There were hints in the data that Dragoon may be more effective when used by pairs of students than when used by individuals. In the formative evaluations, students worked mostly individually, whereas in Study 2, they worked in pairs. In Study 3, they worked initially alone and then in pairs, and may have learned more when working in pairs. This hypothesis would need to be tested; these observations are too informal to be trusted. However, if there is high variation in speed of acquisition of model acquisition, as argued earlier, then working in pairs would mean that at least one of the students may have above-average skill in model construction, and that may suffice for both students to learn the science content.

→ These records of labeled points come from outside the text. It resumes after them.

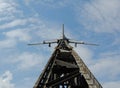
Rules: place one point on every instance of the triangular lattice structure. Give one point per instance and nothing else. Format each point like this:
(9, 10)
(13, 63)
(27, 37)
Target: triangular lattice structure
(65, 69)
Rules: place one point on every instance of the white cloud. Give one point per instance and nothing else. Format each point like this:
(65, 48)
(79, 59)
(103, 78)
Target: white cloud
(13, 37)
(8, 43)
(28, 60)
(100, 15)
(5, 80)
(14, 23)
(19, 34)
(107, 66)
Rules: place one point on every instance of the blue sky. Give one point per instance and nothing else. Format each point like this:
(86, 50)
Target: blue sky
(31, 21)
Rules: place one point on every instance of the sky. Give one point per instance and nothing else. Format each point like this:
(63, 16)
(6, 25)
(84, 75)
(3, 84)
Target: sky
(32, 21)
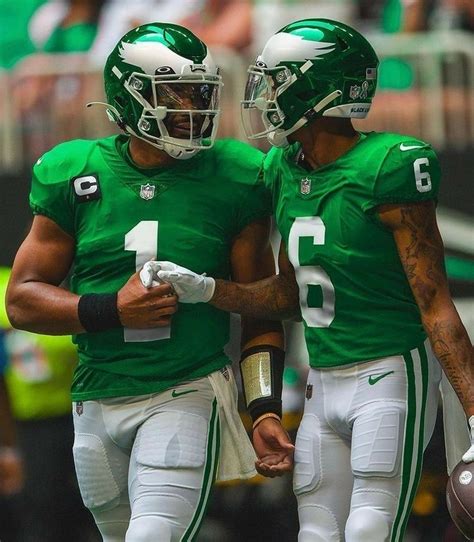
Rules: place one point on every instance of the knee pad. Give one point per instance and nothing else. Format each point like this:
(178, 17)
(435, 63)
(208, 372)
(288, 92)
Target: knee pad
(366, 525)
(317, 524)
(148, 529)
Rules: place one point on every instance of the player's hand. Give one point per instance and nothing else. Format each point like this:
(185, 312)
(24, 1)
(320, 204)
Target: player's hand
(273, 448)
(190, 287)
(11, 471)
(145, 308)
(468, 457)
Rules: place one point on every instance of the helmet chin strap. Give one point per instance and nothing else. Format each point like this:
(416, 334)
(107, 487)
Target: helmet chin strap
(279, 138)
(112, 113)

Our main goal was to demonstrate that model construction could become a feasible method for teaching science, and the experiments showed without a doubt that this goal was met. In all three studies, the amount of time required for Dragoon instruction was similar to the amount of time required for the control instruction. Moreover, Studies 2 and 3 suggest that Dragoon may have provided better knowledge of the target system, as one would expect of model construction when compared to instruction without model construction. Although Studies 2 and 3 were conducted without the controls that rigorous laboratory experiments have, and thus would need replication for the results on learning gains in order to be trusted, the prime goal of establishing feasibility requires that such studies be conducted in the messiness of real world classrooms. In that context, the combination of notational mastery, a step-based tutoring system, a simplified notation for graphical system dynamics models and perhaps working in pairs seems to have enabled teachers to feasibly use model construction, a method that had been abandoned as infeasible by many earlier advocates.

A good next step in this line of research would be to compare model construction to model exploration. In addition, it would be interesting and even necessary to try this form of instruction in more science classes in order to find out where it works best.